O apresentador Luciano Huck afirmou que, com o imposto sobre grandes fortunas, o dinheiro “escaparia do país”. Dados mostram outra realidade.
Esta semana, o apresentador Luciano Huck, cotado para candidato à presidência da República em 2022, afirmou em um painel sobre desigualdade na versão virtual da Brazil Conference at Harvard & MIT, que a instituição do imposto sobre grandes fortunas – previsto na Constituição Federal de 1988 – levaria à criação de “engenharias fiscais” que fariam o dinheiro “escapar do país”.
“Eu não sou contra, de jeito nenhum, mas quando você enxerga a colcha de retalhos que é a malha tributária brasileira, você vê a bagunça que ela é hoje. A gente tem que rever isso, a reforma [tributária] é importante”, afirmou Huck, dono ele próprio de uma fortuna. “Não acho que tem que tributar a fortuna, mas a herança é importante. A gente tem que discutir a transferência”, acrescentou.

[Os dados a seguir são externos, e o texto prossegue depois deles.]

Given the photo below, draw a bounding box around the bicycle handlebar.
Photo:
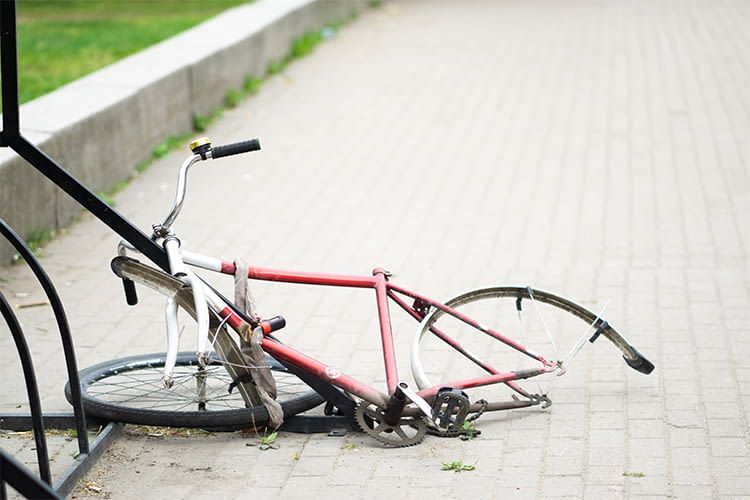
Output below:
[153,137,260,237]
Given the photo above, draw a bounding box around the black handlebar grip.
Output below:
[259,316,286,335]
[122,278,138,306]
[211,139,260,159]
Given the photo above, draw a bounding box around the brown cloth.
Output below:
[234,259,284,429]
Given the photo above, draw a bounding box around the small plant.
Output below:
[622,471,646,477]
[290,31,323,59]
[460,420,480,441]
[258,431,279,451]
[440,460,476,474]
[266,60,286,75]
[26,229,55,257]
[243,75,264,95]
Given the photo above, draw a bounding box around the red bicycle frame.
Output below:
[188,252,557,406]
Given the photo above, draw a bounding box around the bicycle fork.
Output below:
[162,235,209,388]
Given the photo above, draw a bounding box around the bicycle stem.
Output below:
[154,154,203,236]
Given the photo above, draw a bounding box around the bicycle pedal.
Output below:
[432,387,470,430]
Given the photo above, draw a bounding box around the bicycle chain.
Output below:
[354,401,427,448]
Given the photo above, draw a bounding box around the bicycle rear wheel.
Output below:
[65,352,323,430]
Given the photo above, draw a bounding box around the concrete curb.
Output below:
[0,0,367,263]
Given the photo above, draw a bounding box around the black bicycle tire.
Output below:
[65,352,323,431]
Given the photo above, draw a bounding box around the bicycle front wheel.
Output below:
[70,352,323,430]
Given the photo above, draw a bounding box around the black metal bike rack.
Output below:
[0,0,354,500]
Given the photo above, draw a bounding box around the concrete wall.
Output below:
[0,0,367,265]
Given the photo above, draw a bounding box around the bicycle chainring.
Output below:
[354,401,427,448]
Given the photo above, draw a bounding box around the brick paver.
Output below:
[0,0,750,498]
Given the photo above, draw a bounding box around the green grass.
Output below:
[1,0,247,108]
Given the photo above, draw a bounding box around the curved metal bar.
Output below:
[0,218,89,453]
[161,155,202,230]
[0,292,52,485]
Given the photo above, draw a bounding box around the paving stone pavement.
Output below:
[0,0,750,498]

No Brasil, a alíquota máxima do imposto sobre herança, o ITCMD (Imposto sobre Transmissão Causa Mortis e Doação), de competência estadual, é de 8%. Já em outros países, como a Europa Ocidental, os Estados Unidos e o Japão, essa taxa é bem mais alta, de 25% a 40%.
Esse é um dos motivos pelo qual o argumento de Luciano Huck, de que o imposto sobre grandes fortunas levaria a uma fuga de capitais, não faz sentido: milionários e bilionários não encontrariam lá fora uma realidade tão amigável que justificasse retirar bens e dinheiro do Brasil. Em países desenvolvidos, a tributação sobre a renda e o patrimônio supera a do sistema brasileiro.
De acordo com dados divulgados pela ONG Oxfam Brasil, a tributação sobre renda e patrimônio como proporção da carga tributária no Brasil é de 22%, contra 40% em países da Organização para a Cooperação e Desenvolvimento Econômico (OCDE). Já a tributação sobre o consumo chega a quase 50%, enquanto, na OCDE, fica em 33%, na média. Essa tributação indireta tende a pesar mais sobre os mais pobres, pois eles gastam a maior parte da sua renda em consumo.
“Essa argumentação do Huck não se justifica. Quase 50% do imposto no Brasil é sobre o consumo. A gente tem que equilibrar isso para se igualar aos demais países. Se a gente precisa se igualar, como pode ter fuga de capital?”, questiona Grazielle David, assessora da Rede de Justiça Fiscal da América Latina e Caribe.
Outra questão levantada por Grazielle é que levar riqueza para o exterior não é um passe de mágica. Ela destaca que metade da riqueza do Brasil é imóvel e dois terços dessa riqueza não pode migrar. “Estamos falando de terras, apartamentos, empresas nacionais, aplicações, ações em empresas, títulos públicos”, enumera.
Ela lembra que, em última instância, cabe ao próprio Estado buscar soluções para o problema colocado por Luciano Huck – de que os mais ricos fariam “engenharias fiscais” para escapar à tributação.
“Nesse sistema globalizado em que vivemos, o Estado tem como regular a saída de capital e melhorar a fiscalização”, afirma. Para ela, a afirmação sobre risco de “fuga de capitais” não cabe mais no cenário atual. “São mais de 30 anos com a mesma argumentação [no Brasil], ignorando que o mundo mudou”, diz.
Segundo Grazielle David, com a pandemia do novo coronavírus, a discussão sobre taxar grandes fortunas ganhou força em países que ainda não têm o imposto. “Como os países estão aumentando os gastos, é uma alternativa de financiamento”. No Brasil, como já há previsão constitucional, bastaria uma lei complementar para regulamentar o imposto sobre fortunas.